Franklin endured a number of tragic setbacks in the summer of 1979, with the suicide of Donny Hathaway and the shooting of her father during the burglary of his home in Detroit. For four or five years he would remain in a coma and the cost of caring for him was astronomical. To pay these expenses, Franklin eagerly resumed performing and recording. When she was offered a cameo appearance in “Blues Brothers” (1980), she relished the opportunity with a rollicking, scene-stealing version of “Think.” That was the same year she signed with Arista Records, where Clive Davis was at the helm, although other than her branching out into video, particularly with “Who’s Zoomin’ Who?,” there is very little remarkable about her stay under the Arista banner.

By the mid-1980s, with the disco craze finally in the rearview mirror, Franklin embarked on the collaboration trail with George Michael, with the Eurhythmics and with Keith Richards of the Rolling Stones. Although these dates paid the bills, they were not the achievements of those that had crowned her past. In fact, for the next decade or so, with a plethora of reissues and composites as CDs became the vogue, Franklin’s most memorable moments were not recordings but various live appearances.

There were the Radio City Music Hall concerts, the presidential inaugural songs for Clinton and Obama, and the Grammy events, none more eventful than her substituting for Luciano Pavarotti in 1998, and reprising her earlier classical rendition of “Nessun Dorma” from Puccini’s “Turandot.” She filled in for the ailing tenor miraculously after hearing a tape of the song twice. As her brother said, “Aretha could recall and replay a song after only hearing it once.”

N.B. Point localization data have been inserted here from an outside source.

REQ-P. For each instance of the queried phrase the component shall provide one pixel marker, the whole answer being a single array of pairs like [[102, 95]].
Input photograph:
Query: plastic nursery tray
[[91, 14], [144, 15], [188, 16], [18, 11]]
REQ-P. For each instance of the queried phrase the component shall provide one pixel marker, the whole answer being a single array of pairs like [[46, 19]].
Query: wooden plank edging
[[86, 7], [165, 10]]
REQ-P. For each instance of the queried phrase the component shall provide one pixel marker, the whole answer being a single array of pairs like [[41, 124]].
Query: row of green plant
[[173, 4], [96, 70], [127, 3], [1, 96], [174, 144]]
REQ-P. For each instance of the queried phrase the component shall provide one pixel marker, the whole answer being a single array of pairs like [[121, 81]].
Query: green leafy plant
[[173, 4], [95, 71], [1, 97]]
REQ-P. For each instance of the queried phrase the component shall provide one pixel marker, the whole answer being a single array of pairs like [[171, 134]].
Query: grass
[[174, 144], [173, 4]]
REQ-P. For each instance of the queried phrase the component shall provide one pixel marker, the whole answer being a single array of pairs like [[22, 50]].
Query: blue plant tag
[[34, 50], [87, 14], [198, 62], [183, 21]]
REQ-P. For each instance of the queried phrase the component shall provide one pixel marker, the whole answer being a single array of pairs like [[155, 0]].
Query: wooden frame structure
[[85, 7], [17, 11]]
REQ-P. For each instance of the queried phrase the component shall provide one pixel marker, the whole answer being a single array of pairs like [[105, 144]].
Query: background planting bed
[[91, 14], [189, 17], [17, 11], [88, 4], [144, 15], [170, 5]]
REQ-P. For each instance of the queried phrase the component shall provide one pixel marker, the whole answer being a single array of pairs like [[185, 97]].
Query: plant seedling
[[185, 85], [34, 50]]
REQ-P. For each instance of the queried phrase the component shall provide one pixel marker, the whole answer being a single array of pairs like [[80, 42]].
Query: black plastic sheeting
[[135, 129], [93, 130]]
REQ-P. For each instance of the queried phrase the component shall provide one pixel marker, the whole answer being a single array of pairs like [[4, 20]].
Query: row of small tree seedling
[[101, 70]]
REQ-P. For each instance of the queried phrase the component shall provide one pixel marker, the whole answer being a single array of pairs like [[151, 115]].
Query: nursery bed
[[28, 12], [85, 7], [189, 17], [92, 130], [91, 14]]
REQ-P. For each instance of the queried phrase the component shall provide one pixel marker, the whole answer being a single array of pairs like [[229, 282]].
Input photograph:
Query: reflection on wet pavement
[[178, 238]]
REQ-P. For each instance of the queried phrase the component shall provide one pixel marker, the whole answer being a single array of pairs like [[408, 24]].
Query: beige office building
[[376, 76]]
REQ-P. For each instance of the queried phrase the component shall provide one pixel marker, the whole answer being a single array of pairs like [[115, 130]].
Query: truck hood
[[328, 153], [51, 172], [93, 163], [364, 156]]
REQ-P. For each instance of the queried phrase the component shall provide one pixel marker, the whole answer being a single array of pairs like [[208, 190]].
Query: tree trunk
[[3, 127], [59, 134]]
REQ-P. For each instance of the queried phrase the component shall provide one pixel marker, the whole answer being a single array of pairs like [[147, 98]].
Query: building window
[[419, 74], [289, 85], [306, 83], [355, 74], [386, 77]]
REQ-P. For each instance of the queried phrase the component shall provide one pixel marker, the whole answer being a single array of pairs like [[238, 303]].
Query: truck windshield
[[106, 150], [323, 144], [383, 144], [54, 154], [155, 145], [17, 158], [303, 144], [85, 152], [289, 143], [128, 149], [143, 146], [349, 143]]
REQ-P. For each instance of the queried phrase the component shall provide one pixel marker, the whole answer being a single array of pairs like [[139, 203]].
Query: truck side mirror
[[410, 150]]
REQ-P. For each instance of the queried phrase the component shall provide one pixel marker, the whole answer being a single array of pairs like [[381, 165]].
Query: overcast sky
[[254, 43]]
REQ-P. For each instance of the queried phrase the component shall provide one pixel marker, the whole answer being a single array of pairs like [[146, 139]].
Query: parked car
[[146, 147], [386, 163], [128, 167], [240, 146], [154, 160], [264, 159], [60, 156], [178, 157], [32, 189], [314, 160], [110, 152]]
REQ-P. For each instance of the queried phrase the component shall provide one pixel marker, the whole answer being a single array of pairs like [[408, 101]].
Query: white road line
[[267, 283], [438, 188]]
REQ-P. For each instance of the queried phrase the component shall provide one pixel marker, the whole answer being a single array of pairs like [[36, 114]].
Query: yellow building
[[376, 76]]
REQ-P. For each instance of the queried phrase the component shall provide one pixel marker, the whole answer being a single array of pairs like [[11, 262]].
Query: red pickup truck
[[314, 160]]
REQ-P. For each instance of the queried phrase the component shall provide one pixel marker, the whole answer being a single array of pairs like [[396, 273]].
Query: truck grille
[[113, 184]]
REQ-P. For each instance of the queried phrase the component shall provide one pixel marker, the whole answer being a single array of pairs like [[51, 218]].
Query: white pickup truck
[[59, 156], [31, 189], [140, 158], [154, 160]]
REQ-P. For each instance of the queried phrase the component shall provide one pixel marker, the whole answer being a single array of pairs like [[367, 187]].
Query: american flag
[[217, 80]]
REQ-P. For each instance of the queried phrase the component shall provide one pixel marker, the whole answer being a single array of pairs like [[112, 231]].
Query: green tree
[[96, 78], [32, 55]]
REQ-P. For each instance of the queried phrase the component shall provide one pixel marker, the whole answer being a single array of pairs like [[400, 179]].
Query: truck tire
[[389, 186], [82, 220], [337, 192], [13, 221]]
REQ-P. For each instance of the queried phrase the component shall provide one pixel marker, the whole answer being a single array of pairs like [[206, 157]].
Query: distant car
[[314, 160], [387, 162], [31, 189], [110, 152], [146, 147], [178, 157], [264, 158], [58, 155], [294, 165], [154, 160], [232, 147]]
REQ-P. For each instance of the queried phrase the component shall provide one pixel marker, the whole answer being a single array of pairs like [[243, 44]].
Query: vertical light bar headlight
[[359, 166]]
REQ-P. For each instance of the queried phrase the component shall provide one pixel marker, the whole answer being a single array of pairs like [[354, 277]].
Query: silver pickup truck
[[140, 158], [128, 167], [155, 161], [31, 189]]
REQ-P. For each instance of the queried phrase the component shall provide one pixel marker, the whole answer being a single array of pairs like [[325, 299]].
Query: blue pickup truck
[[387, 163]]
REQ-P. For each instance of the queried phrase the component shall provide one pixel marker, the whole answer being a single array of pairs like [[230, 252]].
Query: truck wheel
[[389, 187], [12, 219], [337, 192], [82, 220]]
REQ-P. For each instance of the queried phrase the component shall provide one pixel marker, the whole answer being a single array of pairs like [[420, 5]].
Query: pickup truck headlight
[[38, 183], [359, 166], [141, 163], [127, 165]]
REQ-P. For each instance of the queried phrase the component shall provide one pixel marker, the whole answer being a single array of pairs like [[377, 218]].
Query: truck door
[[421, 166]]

When several years ago she was diagnosed with pancreatic cancer, she faced this news with a quiet and private resolve, unlike the outpouring of grief when she heard about Whitney Houston’s and Don Cornelius’ deaths. The success she had in music had no equivalence in her love life, with two failed marriages and a coterie of lovers in her wake. In the end, except for her four sons and several nieces and nephews, she was alone—her siblings, Cecil, Erma, Vaughn and Carolyn were dead. She was now the matriarch of this distinguished family who had made its mark in so many unsurpassable ways, particularly in the church, in music and in the Civil Rights Movement.

There are numerous ways to remember Franklin beyond the magical voice, and of course we can always retrieve and relive our moments with her music. (One of my faves is her version of “Skylark,” and you can find it and other songs on YouTube.)

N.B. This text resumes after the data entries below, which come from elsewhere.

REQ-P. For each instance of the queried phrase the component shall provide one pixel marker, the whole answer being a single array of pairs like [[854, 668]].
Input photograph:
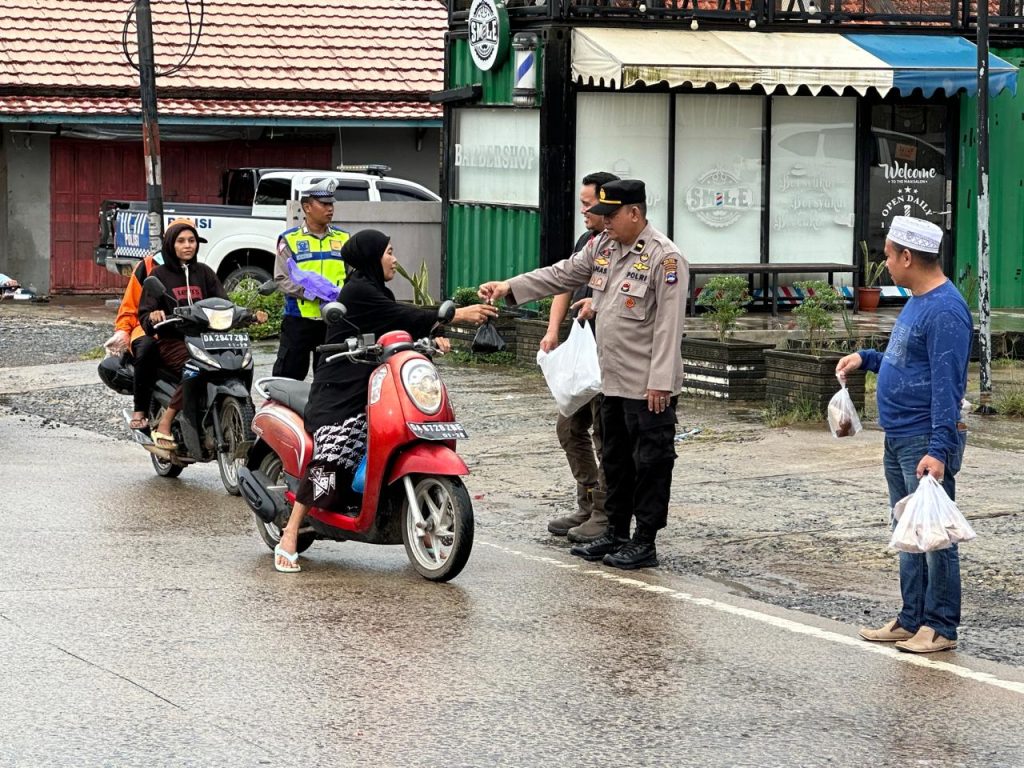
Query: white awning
[[621, 57]]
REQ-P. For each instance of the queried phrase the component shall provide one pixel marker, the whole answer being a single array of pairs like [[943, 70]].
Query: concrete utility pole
[[984, 279], [151, 130]]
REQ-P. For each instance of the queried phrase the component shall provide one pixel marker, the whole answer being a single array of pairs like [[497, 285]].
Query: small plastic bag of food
[[929, 520], [843, 419]]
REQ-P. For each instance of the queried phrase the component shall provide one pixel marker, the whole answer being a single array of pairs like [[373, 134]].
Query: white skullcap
[[915, 233]]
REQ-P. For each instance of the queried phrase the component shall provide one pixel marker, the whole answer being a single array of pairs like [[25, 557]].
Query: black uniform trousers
[[638, 454], [299, 339]]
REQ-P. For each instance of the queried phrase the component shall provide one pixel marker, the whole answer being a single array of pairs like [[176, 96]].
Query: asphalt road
[[141, 624]]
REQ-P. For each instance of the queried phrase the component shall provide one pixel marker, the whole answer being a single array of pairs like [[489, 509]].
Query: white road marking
[[777, 622]]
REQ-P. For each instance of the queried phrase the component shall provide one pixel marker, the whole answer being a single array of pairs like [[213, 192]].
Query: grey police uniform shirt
[[640, 301]]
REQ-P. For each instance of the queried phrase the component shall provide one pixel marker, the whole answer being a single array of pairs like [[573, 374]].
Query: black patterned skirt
[[338, 449]]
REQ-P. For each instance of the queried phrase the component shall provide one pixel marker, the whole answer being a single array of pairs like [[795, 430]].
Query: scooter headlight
[[201, 354], [376, 383], [423, 385], [219, 320]]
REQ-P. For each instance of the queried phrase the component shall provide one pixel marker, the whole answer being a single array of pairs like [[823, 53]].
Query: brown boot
[[561, 525], [593, 527]]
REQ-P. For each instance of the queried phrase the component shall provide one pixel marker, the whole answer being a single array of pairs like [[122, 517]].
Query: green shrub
[[726, 297], [814, 314], [778, 414], [247, 294], [1011, 403]]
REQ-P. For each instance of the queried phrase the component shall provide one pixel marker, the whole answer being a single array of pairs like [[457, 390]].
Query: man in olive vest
[[309, 271]]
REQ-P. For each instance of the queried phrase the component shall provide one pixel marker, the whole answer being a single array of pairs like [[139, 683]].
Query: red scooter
[[412, 488]]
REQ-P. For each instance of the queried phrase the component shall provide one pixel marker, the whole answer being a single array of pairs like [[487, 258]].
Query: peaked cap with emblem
[[614, 195], [321, 190]]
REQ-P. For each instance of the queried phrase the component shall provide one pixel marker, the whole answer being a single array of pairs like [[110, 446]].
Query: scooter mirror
[[445, 312], [153, 285], [334, 311]]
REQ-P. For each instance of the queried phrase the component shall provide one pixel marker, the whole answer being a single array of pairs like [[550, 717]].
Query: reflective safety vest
[[321, 255]]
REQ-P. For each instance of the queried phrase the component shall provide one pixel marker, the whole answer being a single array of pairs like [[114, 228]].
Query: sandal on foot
[[164, 440], [292, 557]]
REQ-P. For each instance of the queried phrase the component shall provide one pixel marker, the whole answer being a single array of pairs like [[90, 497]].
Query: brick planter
[[733, 370], [793, 377]]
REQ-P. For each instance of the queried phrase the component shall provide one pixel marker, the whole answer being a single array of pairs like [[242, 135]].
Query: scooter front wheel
[[271, 466], [441, 551]]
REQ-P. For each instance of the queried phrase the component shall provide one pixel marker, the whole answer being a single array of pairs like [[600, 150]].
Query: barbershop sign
[[488, 33]]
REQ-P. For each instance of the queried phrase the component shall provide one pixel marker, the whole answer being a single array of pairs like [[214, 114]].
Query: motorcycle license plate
[[446, 430], [225, 341]]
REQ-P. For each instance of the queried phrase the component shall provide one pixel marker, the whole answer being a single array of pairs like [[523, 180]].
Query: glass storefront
[[719, 172], [813, 175], [907, 170], [627, 134], [730, 204]]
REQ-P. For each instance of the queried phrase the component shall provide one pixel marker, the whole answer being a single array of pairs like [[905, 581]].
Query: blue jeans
[[930, 582]]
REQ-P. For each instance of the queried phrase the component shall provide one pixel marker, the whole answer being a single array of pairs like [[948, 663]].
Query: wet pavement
[[141, 622]]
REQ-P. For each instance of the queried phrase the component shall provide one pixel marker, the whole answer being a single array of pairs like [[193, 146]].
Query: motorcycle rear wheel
[[441, 552], [236, 425], [271, 466]]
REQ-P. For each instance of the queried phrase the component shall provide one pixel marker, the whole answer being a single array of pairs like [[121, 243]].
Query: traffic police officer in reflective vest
[[639, 280], [309, 271]]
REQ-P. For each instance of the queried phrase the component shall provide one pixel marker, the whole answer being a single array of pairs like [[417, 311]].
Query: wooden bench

But to Franklin’s incomparable legend and legacy add her social and political consciousness, her concern that African-American musicians be represented at her concerts and recordings, that the bereaved be cared for and assisted, that we never neglect the homeless and the needy and that each of us find that humanitarian part of our soul that figured so forcefully and magnificently in her life.